From the outside the Barneses are a stereotypical Irish family. The father, Dickie, runs a car dealership and garage he took over from his father. The mother, Imelda, is a housewife still beautiful enough that strangers ask her if she’s a model. Daughter Cass is a bright student destined for university life in Dublin, while son PJ is a curious and rambunctious little boy. But, in parallel with the crashing economy, the Barneses are falling apart. Sales are down at the dealership, a problem exacerbated by Dickie’s growing disinterest in the business and his preoccupation with climate change and the possible end of the world. Imelda, who grew up poor in a hideously dysfunctional family, is determined not to go back there, selling off her fancy clothes and jewelry online. Cass is harboring a secret which she feels might destroy her closest friendship, and PJ is internalizing all the tension in the house and blaming himself for all of it.
Paul Murray is mostly known for comic novels. I greatly enjoyed his novels Skippy Dies and The Mark and the Void. Here he is taking a much more serious tone. While the fear of climate change is introduced into the plot to explain Dickie’s distance from his wife and children, it’s clearly something that has been on the author’s mind as well. A “once-in-a-century” flood is a major plot point in the novel, and though Dickie’s response is the most extreme, other characters large and small find themselves thinking about the issue frequently. Whether or not Murray himself feels as doom and gloom about the climate as Dickie does is still up for debate after the end of the novel.
More centrally, however, The Bee Sting is really about human beings. By alternating perspectives, Murray is able to take us inside the minds of each member of the Barnes family. When we’re with Cass, for instance, we totally empathize with her and understand her actions, even when she is screwing up and hurting others. But when we go to PJ’s point of view, or Imelda’s, or Dickie’s, suddenly Cass is a lot harder to understand. Her behavior becomes obnoxious and selfish, sometimes extremely so. The same is largely true for all the Barneses. Imelda seems like an awful mother until you learn more about the horrific upbringing she’s hidden from her kids.
Murray clearly is trying to test the reader’s sense of empathy, to show us that people’s actions are really only understandable in the full context of their lives, which no one else can know. It’s a cliche, but true: everyone you meet is fighting their own private battle.
Still, Dickie Barnes is a challenge for the reader. Dickie is harboring the most secrets of any character, and the biggest. While these secrets make it easier to explain his actions, they don’t serve to make them forgivable. Even the most empathetic readers will find themselves frustrated at his passivity, duplicity, and stubbornness. Our knowledge of the inner lives of the other characters makes it easy to see what he can’t: that if he came clean he might find more understanding than he thinks.
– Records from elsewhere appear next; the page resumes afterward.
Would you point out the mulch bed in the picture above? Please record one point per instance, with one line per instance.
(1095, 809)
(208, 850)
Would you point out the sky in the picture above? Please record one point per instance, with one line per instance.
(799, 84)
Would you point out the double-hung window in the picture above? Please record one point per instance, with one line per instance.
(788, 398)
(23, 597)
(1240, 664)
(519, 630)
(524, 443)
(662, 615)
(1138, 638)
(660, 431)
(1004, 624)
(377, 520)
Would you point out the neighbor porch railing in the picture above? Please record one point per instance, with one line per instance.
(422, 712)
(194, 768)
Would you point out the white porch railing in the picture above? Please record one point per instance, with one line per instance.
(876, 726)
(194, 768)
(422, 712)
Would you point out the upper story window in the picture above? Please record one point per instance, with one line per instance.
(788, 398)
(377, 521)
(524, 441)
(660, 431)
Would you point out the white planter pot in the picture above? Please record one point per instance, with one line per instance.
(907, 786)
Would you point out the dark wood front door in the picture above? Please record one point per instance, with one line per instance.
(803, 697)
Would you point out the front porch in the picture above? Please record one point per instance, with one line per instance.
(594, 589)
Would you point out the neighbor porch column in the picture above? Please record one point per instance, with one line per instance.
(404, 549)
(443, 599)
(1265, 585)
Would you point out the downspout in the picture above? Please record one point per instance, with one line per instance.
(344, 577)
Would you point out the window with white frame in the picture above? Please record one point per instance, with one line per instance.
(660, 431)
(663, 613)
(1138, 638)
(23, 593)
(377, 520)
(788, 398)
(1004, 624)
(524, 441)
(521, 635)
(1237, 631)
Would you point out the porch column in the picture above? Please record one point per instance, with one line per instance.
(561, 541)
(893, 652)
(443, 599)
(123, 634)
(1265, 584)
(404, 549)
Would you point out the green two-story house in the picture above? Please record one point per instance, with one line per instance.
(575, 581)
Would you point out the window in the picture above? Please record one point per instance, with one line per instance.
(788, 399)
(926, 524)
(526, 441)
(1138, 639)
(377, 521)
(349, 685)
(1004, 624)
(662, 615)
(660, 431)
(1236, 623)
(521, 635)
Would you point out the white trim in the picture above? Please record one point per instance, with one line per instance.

Murray takes a really big swing near the end of this very long book. In classic early-Seinfeld fashion, he spends a large amount of time engineering the plot to get most of his characters (the four Barneses and some additioal personnel) in the same place at the same time. It’s a long, drawn-out sequence that is tense, confusing, and somewhat frustrating. I imagine the ending will be a major talking point in book club meetings for a long time to come. I’ve had a whole day to process it and I’m still not certain how I feel about certain decisions Murray made.
But either way, The Bee Sting is a major effort. It’s a serious book that will prompt the reader to think, not just about issues, but about life.